When questioned about the low turnout, district staff defended the use of the fliers, adding the information was posted on the website and in the district’s e-newsletter. And, a story had been placed in the local newspaper.

It was up to the parents to get that information and get to the event. That was the expectation on the part of the district.

A big-box store that pays its marketing staff or agency would not accept that explanation  (excuse) for customers failing to come through the door. That is a poor return on investment.

For-profit marketing staff would be expected to figure out why the message didn’t work and what channels are appropriate. They also would be expected to examine whether the timing and location for such events are appropriate for the target audience.

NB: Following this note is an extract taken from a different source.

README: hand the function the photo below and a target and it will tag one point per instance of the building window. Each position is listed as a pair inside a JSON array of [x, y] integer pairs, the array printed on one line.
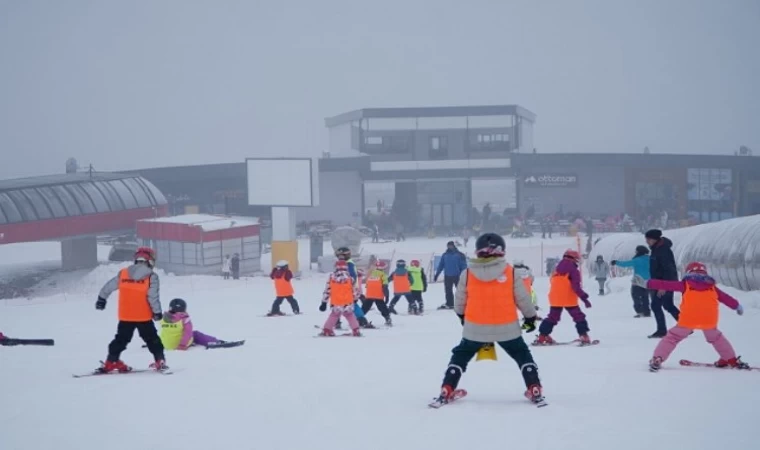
[[439, 147]]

In this case, the marketing staff should know that since nearly 44 percent of the students are Hispanic, one side of the homebound flier and the on-site handouts should have been translated into Spanish.

Since 44 percent of all children in the district are also eligible for the federal free lunch program, marketing staff should be mindful of the reading and verbal comprehension levels of parents. In print pieces and in public presentations, district staff should avoid education jargon that is confusing and possibly intimidating.

The school district staff should have tested the messaging and explored the best channels for reaching parents and taxpayers. They also should have researched whether having a community meeting on a week night at a school on one side of town was the best time, date and location.

Planning based on the research would have dictated a refined message, the appropriate channels and the time, date and location of a single or multiple forums if the district truly wanted and valued citizen engagement.

After Implementation of the plan grounded in the research, the district would want to evaluate whether the district achieved its goal of effectively informing the public about its plans for rezoning. Metrics for success would include turnout and feedback surveys of attendees.  The results of the evaluation would inform future efforts and help the district examine its existing message and channels and refine them as needed.

In the second case,  I learned during a county commissioners court session of a program that was started at the federal level and has trickled down to local levels that would provide low-income individuals with grants to repair or replace vehicles so they can continue to get to work.

It was the first I had heard of the program and I know several nonprofits that serve individuals who would benefit from the assistance.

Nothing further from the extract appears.